Tidak ada penurunan yang ditemukan pada perokok non-harian dan itu kemungkinan karena para pengguna ini tidak merokok secara teratur dan sering mendapatkan rokok dari teman atau anggota keluarga.
Para peneliti menggarisbawahi bahwa perubahan jumlah perokok harian di California tak hanya dipengaruhi oleh tantangan atau pembatasan dari penegakan hukum baru di tingkat negara bagian. Namun bisa juga dipengaruhi juga oleh peningkatan penggunaan produk lain (rokok elektrik), penjualan di luar toko ritel, dan kebijakan pengendalian tembakau lainnya.
"Penelitian di masa depan harus memeriksa peran penggunaan rokok elektrik, penegakan kebijakan, serta penjualan online," kata Tong, ahli penyakit dalam dan profesor yang mengarahkan inisiatif penghentian tembakau di UC Davis Comprehensive Cancer Center.

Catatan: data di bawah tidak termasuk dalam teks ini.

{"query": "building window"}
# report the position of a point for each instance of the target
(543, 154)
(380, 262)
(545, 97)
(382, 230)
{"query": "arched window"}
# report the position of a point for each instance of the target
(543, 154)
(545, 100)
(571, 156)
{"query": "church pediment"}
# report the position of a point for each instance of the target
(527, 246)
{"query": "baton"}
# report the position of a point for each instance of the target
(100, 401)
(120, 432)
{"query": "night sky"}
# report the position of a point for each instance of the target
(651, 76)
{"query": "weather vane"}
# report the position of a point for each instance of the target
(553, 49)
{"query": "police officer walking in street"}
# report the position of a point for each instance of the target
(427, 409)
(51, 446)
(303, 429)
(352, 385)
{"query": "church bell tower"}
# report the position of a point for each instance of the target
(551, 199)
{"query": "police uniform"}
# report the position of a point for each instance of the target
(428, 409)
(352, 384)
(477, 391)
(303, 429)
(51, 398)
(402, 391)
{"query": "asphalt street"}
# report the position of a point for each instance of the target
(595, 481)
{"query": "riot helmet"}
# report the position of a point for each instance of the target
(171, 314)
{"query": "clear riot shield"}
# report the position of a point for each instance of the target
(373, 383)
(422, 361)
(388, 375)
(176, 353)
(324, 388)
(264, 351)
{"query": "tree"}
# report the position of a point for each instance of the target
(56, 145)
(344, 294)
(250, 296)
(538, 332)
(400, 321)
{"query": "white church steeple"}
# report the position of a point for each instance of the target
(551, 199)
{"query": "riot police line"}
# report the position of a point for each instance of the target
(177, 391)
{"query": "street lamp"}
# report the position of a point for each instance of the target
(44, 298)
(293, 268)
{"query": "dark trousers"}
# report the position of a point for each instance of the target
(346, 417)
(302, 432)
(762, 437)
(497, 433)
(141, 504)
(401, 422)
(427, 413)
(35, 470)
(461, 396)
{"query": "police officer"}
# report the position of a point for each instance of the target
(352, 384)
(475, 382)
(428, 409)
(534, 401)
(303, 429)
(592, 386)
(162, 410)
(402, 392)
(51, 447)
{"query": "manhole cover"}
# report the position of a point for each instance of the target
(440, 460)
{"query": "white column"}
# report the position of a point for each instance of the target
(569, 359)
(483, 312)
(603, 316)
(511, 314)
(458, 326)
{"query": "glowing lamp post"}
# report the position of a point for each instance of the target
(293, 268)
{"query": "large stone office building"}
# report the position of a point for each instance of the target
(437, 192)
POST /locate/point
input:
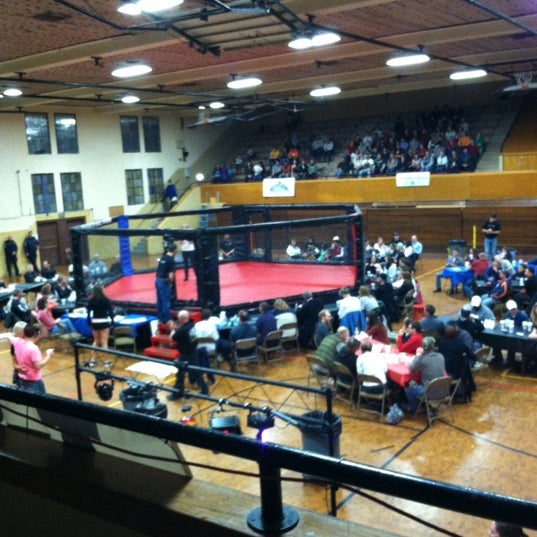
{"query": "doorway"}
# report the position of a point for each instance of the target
(54, 240)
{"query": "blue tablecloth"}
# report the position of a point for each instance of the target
(134, 320)
(457, 274)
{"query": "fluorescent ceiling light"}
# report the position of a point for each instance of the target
(130, 9)
(153, 6)
(130, 99)
(67, 121)
(244, 82)
(467, 74)
(131, 69)
(316, 39)
(408, 59)
(321, 39)
(325, 91)
(12, 92)
(300, 43)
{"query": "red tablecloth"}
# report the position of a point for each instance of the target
(401, 374)
(397, 363)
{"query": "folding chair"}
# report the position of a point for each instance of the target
(438, 394)
(378, 398)
(346, 383)
(290, 334)
(272, 345)
(245, 351)
(484, 356)
(318, 371)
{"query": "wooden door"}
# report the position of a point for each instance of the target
(54, 243)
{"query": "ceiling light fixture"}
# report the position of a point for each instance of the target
(12, 92)
(243, 82)
(403, 60)
(130, 99)
(310, 39)
(153, 6)
(130, 8)
(467, 74)
(325, 91)
(130, 69)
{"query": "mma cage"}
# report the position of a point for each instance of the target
(130, 247)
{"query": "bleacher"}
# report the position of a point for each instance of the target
(492, 122)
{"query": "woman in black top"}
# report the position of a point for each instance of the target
(100, 317)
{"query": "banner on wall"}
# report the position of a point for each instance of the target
(413, 179)
(281, 187)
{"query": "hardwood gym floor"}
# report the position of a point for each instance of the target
(489, 446)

"Ini adalah masalah kesehatan masyarakat penting yang perlu diperiksa dan, berpotensi, memperlukan solusi kebijakan baru untuk melindungi kaum muda kita di California dari penyakit mematikan yang sering kali diakibatkan oleh kecanduan produk tembakau," tegasnya.
Baca Juga: Bukan Perokok Tapi Terkena Kanker Paru? Tiga Faktor Ini Penyebabnya
Permasalahan rokok pada kalangan usia muda ini tak hanya terjadi Amerika Serikat, tapi juga di Indonesia. WHO mengatakan setiap tahunnya ada sekitar 225.700 orang di Indonesia yang meninggal akibat merokok, atau penyakit lain yang berkaitan dengan tembakau.
Dalam rilis yang diberitakan Liputan6.com, WHO menyebutkan data dari Indonesia yang dikeluarkan oleh Global Youth Tobacco Survey (GYTS) pada 2019. Data tersebut menunjukkan bahwa 40,6% pelajar di Indonesia (usia 13-15 tahun), 2 dari 3 anak laki-laki, dan hampir 1 dari 5 anak perempuan sudah pernah menggunakan produk tembakau: 19,2 persen pelajar saat ini merokok dan di antara jumlah tersebut, 60,6% bahkan tidak dicegah ketika membeli rokok karena usia mereka, dan dua pertiga dari mereka dapat membeli rokok secara eceran.
Lebih lanjut, WHO mengatakan data dari GYTS juga menunjukkan hampir 7 dari 10 pelajar melihat iklan atau promosi rokok di televisi atau tempat penjualan dalam 30 hari terakhir. Selain itu, sepertiga pelajar merasa pernah melihat iklan rokok di internet atau media sosial.
WHO menjelaskan bahwa paparan terhadap tembakau di usia dini ini dapat menciptakan perokok seumur hidup dan dapat berkontribusi terhadap stunting dan menghambat pertumbuhan anak-anak. Selain itu, hal ini juga dapat meningkatkan risiko terjangkit penyakit tidak menular (PTM) kronis seperti penyakit jantung, penyakit saluran pernapasan kronis, diabetes, dan kanker saat mereka beranjak dewasa, hingga akhirnya bisa berakibat pada kematian dini.